Steli: "There are a lot of things that we can talk about psychologically, but just to give you some tactical things - because we don't have a lot of time - you have to recondition your mind. At the end of the day, you have to find ways to learn to feel good with rejection. One thing to do is to not focus on success but focus on failure instead. A simple old school hack is... if you know you call a hundred people, you know you're going to reach 20, out of the 20 18 are going to tell me to f** off... then your goal shouldn't be to get to 2 yeses, your goal should be to 18 nos. So you have 18 little boxes on a whiteboard, and after every no you go and get gratification. You x it off. 'I'm making progress here! Everytime I get to 18, I accomplished something.' The good about this is... sometimes you'll have good days, which can be dangerous in sales. The first to calls you make are wins. If your goal is to win, you're like 'Today I'm done! I've made it!' And then the next day you have no wins. So now you're not averaging up, because you did not call enough people. So that's one simple way, but there is a lot of work involved in dealing with that."*
Audience: [inaudible question]
Steli: "First of all, I don't take rejection personally, so I am not 'I'm never going to talk to this person again!' Because sometimes it's just that someone is in a bad mood. Someone had a shitty day, doesn't matter, right? And then three months later you might be in a good mood. So I wouldn't say if somebody tells me no, we'll never reach out. But it really depends on the economics and what you're doing. Does it really make sense? Do you have such a small, precious, valuable pool of prospects that it makes sense to go back to the same people again and again?"
Audience: "What happens with the ones where you set up a call but they don't show up, they don't pick up the phone?"
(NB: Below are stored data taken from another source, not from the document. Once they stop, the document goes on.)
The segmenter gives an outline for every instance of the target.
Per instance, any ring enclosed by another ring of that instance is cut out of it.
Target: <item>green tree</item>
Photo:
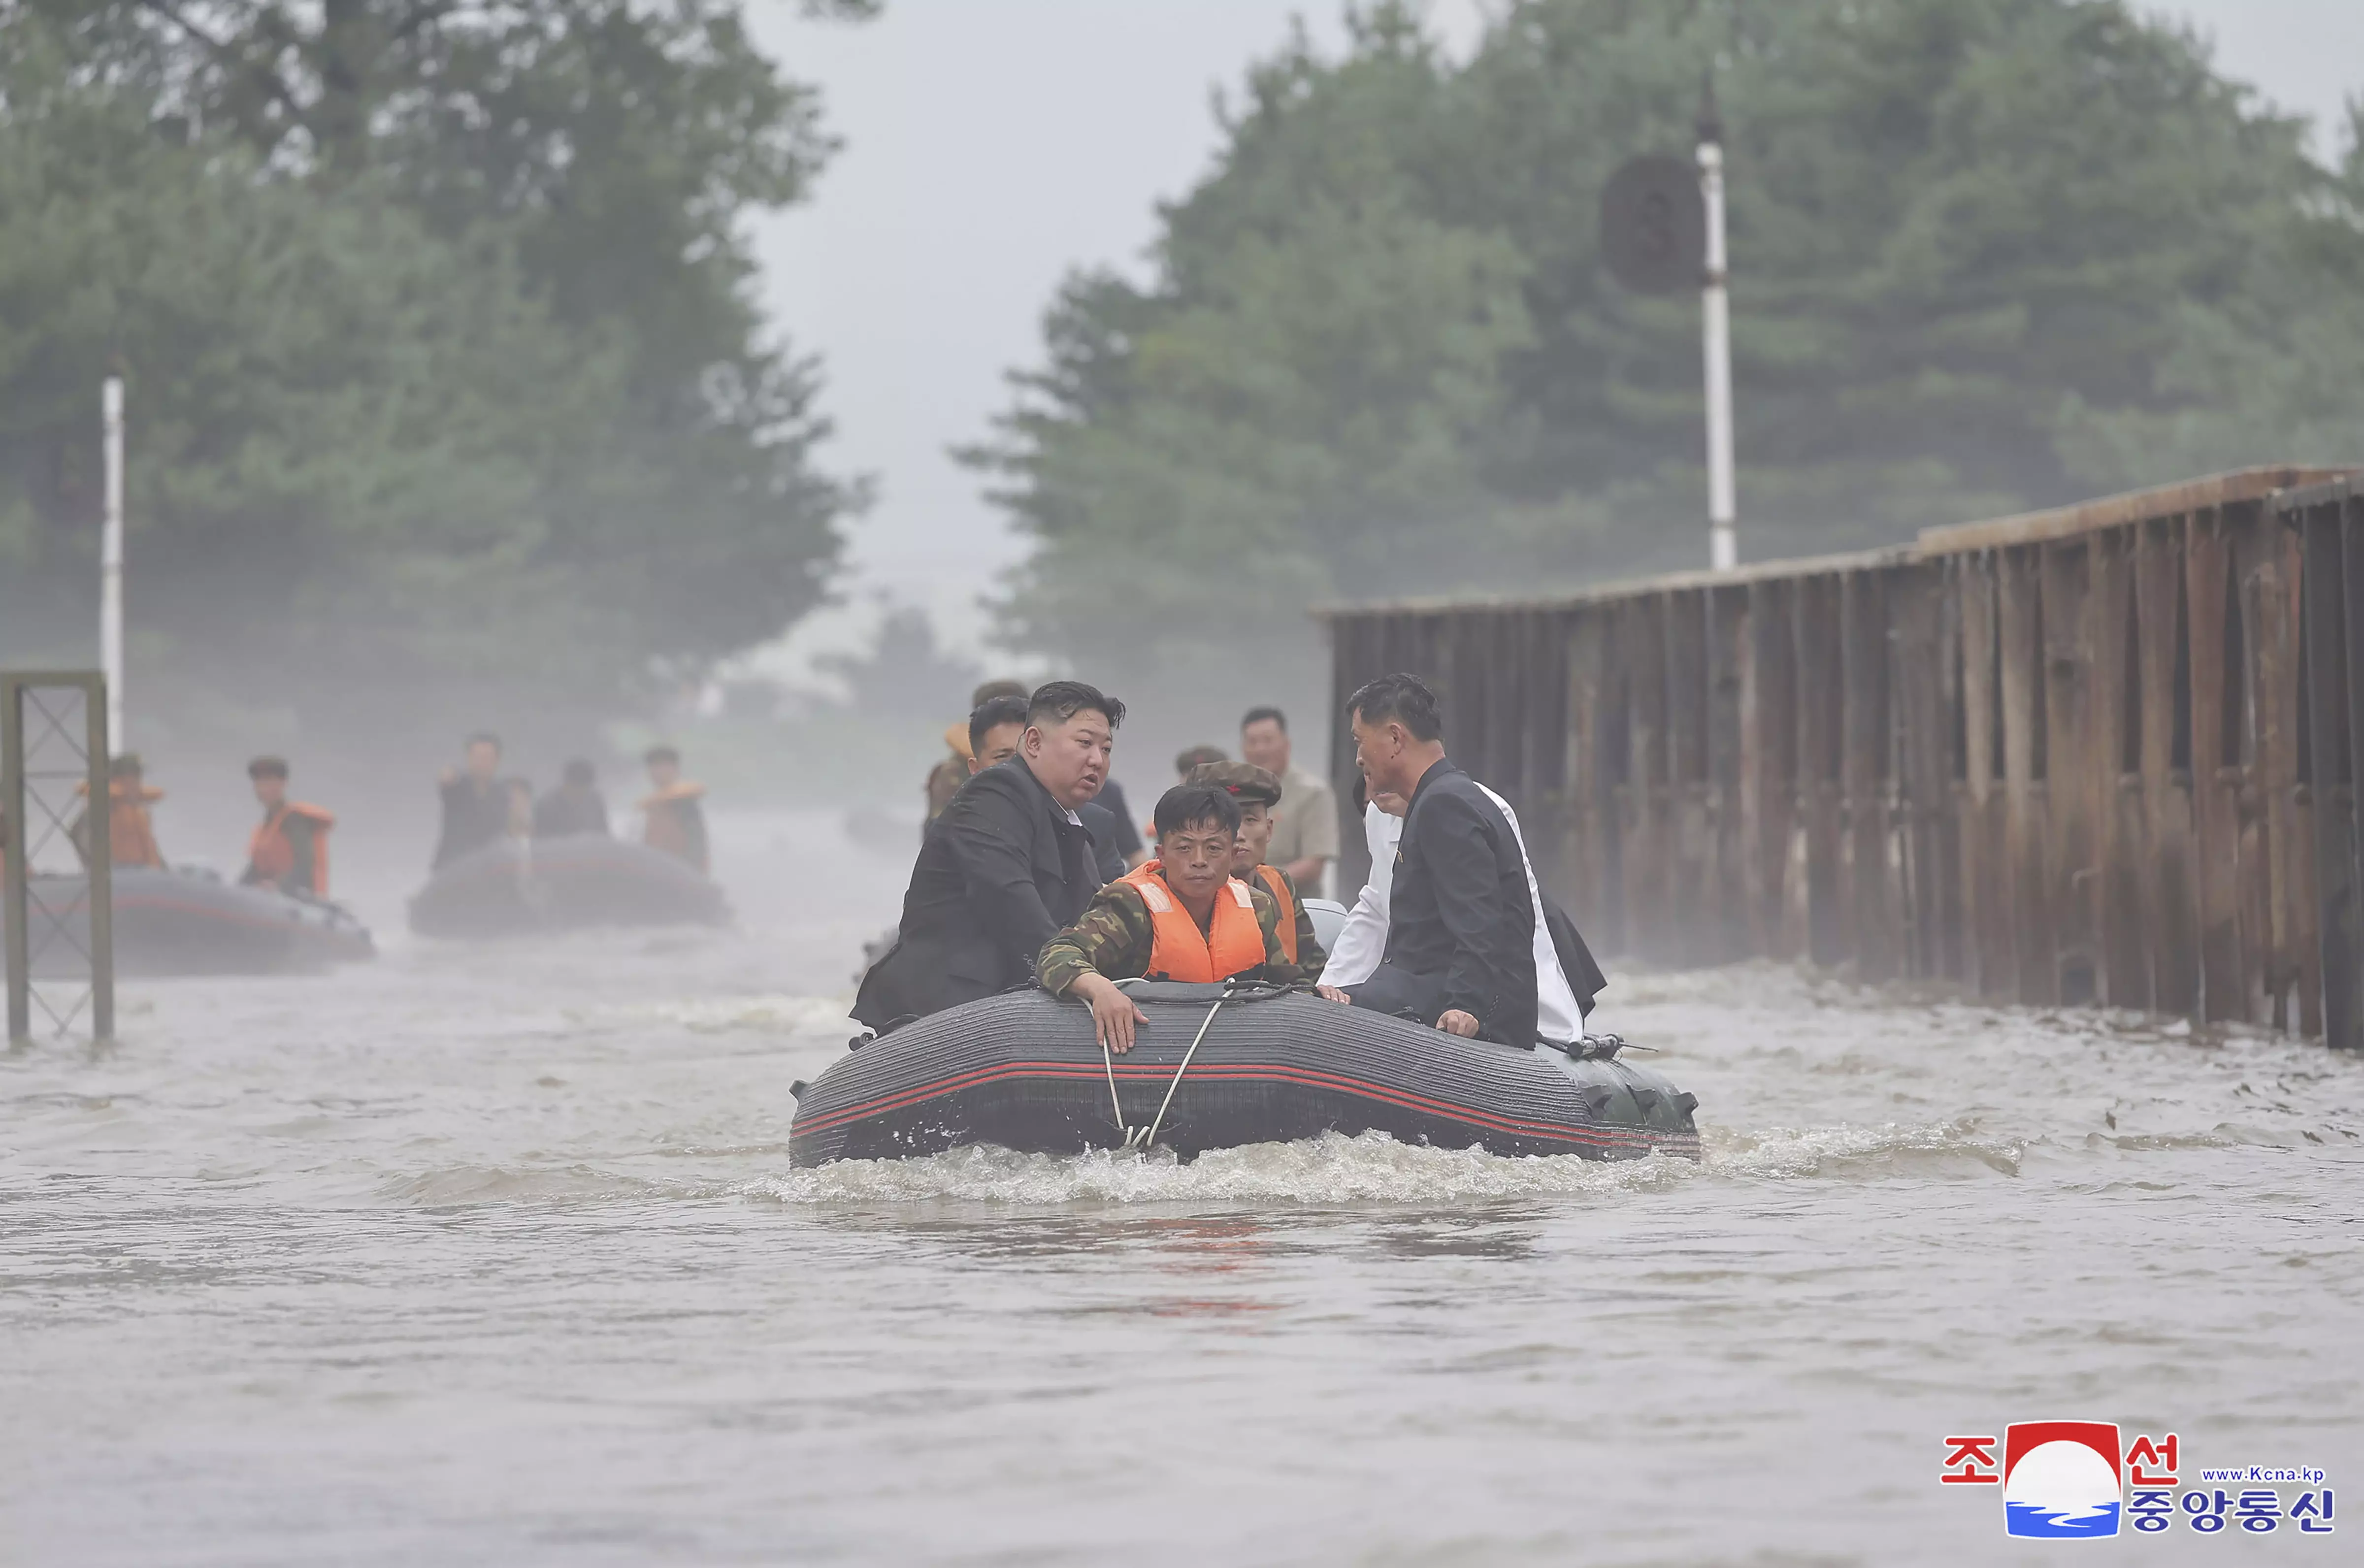
[[[1210,561],[1250,667],[1322,596],[1697,562],[1697,302],[1609,279],[1596,212],[1712,61],[1751,556],[2364,448],[2357,157],[2117,0],[1522,0],[1459,67],[1400,5],[1350,32],[1250,74],[1154,279],[1071,283],[975,454],[1027,639],[1154,673]]]
[[[0,0],[0,70],[28,596],[86,578],[119,357],[176,670],[596,705],[816,601],[859,491],[739,225],[832,144],[735,4]]]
Steli: "When you schedule calls and people don't show up, when you have no-shows, there are multiple possible reasons. 1. the close was really weak. So the person on the phone wanted an excuse to get off the phone, and I readily accepted it, although I could hear that the other person was totally not interested. And we both agreed to the social thing of doing something that would appear like we did something, but nobody really thinks that it's going to happen. So you need to listen to some of these calls if you're doing it yourself, or bring somebody in to listen to you and be like: 'Are these people really interested? Or am I getting a distorted view? The other thing is, make sure that you send invitations for these. If they're really valuable you might want to follow up a day before and re-confirm. People are feeling a lot more uncomfortable if they just didn't show up. Then their tendency is going to be not to pick up the phone and not to reply. Because they feel bad about themselves. So make it as easy as possible for people to feel good about themselves. Give them a day or two to say 'Yes, I can do this Wednesday'. And then you might want to follow up a couple of times and see what happens, or automate that, but definitely follow up a bunch of times. If somebody scheduled something with you, you might want to follow up four, five times if it's valuable. Because people also get busy once in a while. They have something happen in their life, something else came up, and then you wouldn't imagine how many times I've had success after the tenth follow up. All right, that's it, thanks guys."